Evaluation of Phone-Delivered Psychotherapy for Refugee Children
Grant awarded: 383,552
Lead organisation: Queen Mary University of London
Partnering organisations: Médecins du Monde, Lebanon; American University of Beirut, Lebanon; Johns Hopkins University, USA; Medical School Hamburg, Germany
Study locations: Refugee settlements in the Bekaa Valley, Lebanon
Principal Investigator: Dr Michael Pluess
Many children in war-affected settings with a need for psychological treatment don’t have access to mental health services. Humanitarian health organisations working in these settings tend to be confronted with many obstacles, including lack of funding to set up new mental health services, difficulties in recruiting qualified local staff, and restricted access of the refugee population to primary health care centres. These challenges are difficult to address with conventional mental health services, which tend to be provided by mental health specialists in centralised primary health care centres. In order to overcome these hurdles, this project will adapt and evaluate the existing transdiagnostic psychological treatment programme CETA (Common Elements Treatment Approach) for the delivery by trained lay counsellors over phone. If found to be effective, telephone-delivered CETA (t-CETA) will facilitate the provision of psychological intervention for children in humanitarian emergency and other low-resource settings with limited access to mental health services.

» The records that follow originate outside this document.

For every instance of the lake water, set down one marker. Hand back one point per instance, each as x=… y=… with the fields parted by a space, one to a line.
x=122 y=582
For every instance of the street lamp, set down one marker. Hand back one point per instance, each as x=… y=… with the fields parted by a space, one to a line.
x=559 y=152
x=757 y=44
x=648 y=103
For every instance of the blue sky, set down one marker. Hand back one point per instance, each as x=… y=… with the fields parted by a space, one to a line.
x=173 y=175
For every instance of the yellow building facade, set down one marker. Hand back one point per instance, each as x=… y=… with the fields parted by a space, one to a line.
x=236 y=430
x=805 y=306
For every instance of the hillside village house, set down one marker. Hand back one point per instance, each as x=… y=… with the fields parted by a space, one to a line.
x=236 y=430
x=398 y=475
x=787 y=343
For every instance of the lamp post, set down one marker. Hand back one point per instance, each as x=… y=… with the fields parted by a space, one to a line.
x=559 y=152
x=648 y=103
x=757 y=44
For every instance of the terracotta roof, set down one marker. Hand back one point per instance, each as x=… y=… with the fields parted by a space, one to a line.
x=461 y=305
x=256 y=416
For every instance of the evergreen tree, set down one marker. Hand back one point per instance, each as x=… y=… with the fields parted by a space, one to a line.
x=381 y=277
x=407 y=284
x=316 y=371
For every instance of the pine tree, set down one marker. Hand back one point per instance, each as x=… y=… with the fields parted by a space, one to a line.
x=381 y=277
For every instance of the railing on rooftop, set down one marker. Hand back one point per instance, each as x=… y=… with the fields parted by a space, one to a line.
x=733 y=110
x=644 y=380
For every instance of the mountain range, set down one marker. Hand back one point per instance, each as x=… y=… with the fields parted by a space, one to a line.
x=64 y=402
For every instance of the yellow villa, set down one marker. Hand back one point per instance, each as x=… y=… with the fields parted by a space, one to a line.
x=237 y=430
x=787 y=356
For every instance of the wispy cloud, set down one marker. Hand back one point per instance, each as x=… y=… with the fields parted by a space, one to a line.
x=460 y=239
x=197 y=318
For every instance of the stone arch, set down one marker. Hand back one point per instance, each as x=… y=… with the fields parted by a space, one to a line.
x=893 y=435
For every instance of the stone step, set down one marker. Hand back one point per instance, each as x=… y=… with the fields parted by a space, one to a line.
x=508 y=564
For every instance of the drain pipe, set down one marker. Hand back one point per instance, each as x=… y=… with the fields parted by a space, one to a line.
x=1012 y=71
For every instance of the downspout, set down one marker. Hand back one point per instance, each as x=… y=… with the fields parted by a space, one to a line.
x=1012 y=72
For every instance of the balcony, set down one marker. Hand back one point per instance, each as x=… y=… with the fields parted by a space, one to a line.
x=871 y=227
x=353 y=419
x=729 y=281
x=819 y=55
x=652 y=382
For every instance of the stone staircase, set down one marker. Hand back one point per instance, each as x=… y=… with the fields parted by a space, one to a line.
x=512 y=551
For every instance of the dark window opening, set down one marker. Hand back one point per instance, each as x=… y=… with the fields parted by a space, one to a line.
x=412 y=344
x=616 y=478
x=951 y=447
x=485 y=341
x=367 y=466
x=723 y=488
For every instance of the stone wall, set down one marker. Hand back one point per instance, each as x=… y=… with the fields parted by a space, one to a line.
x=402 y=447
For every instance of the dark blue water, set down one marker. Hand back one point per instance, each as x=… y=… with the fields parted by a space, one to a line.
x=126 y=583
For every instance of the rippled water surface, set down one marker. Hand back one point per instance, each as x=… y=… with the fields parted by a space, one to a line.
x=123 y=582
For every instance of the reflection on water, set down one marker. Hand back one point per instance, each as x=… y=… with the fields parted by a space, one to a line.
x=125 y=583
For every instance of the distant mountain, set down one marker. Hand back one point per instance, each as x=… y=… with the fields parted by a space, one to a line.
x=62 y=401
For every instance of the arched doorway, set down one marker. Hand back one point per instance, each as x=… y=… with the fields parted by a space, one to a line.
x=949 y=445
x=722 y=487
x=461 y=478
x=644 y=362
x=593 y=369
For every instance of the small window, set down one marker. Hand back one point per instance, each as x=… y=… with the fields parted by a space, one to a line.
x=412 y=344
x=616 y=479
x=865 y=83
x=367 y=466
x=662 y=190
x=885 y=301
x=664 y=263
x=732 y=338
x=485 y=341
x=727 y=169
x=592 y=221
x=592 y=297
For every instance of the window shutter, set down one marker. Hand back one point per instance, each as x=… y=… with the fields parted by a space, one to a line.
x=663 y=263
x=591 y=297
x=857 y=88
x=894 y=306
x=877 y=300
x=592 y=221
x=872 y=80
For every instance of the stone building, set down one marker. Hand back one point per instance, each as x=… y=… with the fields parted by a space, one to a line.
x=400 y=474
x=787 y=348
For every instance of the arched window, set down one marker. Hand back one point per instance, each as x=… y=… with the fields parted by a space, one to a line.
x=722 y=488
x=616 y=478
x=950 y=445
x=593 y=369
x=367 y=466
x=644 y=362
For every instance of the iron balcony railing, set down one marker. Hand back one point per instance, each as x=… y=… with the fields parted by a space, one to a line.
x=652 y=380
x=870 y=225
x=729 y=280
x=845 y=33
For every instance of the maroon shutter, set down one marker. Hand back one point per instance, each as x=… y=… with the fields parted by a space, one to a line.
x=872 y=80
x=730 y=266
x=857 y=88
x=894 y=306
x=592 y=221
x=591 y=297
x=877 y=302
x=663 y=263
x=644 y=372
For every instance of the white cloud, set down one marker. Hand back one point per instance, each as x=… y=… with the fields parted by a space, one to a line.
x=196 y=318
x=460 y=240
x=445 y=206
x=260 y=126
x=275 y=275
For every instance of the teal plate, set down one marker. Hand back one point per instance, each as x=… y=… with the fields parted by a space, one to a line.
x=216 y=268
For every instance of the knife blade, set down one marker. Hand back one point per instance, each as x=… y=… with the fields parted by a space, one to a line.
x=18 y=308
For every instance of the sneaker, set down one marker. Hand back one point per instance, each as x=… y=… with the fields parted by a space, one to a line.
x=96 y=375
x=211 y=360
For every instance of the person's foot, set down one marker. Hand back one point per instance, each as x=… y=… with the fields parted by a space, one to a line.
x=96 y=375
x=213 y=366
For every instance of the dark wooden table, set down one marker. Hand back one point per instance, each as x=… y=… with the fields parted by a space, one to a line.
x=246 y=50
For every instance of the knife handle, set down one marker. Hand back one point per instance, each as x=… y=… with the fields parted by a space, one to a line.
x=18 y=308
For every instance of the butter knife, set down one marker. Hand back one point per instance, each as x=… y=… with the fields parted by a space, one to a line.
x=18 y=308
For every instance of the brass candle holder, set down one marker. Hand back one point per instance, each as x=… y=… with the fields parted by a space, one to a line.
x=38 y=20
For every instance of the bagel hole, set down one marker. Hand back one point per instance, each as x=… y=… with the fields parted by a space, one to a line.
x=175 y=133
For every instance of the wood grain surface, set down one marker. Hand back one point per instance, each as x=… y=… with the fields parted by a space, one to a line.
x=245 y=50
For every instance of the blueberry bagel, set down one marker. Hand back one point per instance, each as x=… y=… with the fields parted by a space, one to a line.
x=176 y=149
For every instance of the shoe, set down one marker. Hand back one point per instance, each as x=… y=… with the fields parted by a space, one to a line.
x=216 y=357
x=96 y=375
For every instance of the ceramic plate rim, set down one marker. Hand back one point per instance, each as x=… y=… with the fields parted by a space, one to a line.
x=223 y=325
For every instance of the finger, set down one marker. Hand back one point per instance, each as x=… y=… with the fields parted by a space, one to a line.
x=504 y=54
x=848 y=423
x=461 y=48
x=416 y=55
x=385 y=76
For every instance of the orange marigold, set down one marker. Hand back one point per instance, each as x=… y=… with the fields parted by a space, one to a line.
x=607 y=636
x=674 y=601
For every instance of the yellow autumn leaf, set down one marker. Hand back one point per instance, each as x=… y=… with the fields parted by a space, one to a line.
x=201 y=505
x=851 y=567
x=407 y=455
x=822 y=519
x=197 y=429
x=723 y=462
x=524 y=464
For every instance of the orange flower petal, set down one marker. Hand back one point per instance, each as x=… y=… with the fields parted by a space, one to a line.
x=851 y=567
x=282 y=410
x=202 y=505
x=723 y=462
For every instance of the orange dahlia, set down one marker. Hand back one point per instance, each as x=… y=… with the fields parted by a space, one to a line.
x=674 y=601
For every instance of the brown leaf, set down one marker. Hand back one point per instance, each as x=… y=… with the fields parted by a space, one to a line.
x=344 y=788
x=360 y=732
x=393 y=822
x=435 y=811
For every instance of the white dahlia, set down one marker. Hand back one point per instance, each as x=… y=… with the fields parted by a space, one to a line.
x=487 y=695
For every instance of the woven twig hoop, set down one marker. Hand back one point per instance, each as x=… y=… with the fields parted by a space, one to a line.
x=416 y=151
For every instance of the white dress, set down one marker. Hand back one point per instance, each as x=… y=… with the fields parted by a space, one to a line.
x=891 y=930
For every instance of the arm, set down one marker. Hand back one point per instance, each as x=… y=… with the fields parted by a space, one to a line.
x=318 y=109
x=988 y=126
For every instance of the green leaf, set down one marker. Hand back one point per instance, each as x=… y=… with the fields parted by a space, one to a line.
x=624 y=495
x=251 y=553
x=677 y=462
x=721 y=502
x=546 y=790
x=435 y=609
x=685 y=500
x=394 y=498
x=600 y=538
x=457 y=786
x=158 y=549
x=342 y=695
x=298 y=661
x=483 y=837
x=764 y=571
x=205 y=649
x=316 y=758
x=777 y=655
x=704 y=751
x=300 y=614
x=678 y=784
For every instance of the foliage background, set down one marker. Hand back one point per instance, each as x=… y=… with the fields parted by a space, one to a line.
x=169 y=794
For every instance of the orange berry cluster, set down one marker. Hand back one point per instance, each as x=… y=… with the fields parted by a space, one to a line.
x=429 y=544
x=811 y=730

This project will produce a detailed manual and training materials for a telephone-delivered psychological intervention (t-CETA) as well as empirical data on the efficacy of t-CETA in comparison to face-to-face CETA and treatment as usual (randomised controlled trial). Besides producing manuals, reports and scientific publications, we will also organise workshops in Lebanon and the United Kingdom to introduce t-CETA and provide information on its implementation to interested academics, clinicians, organisations and agencies.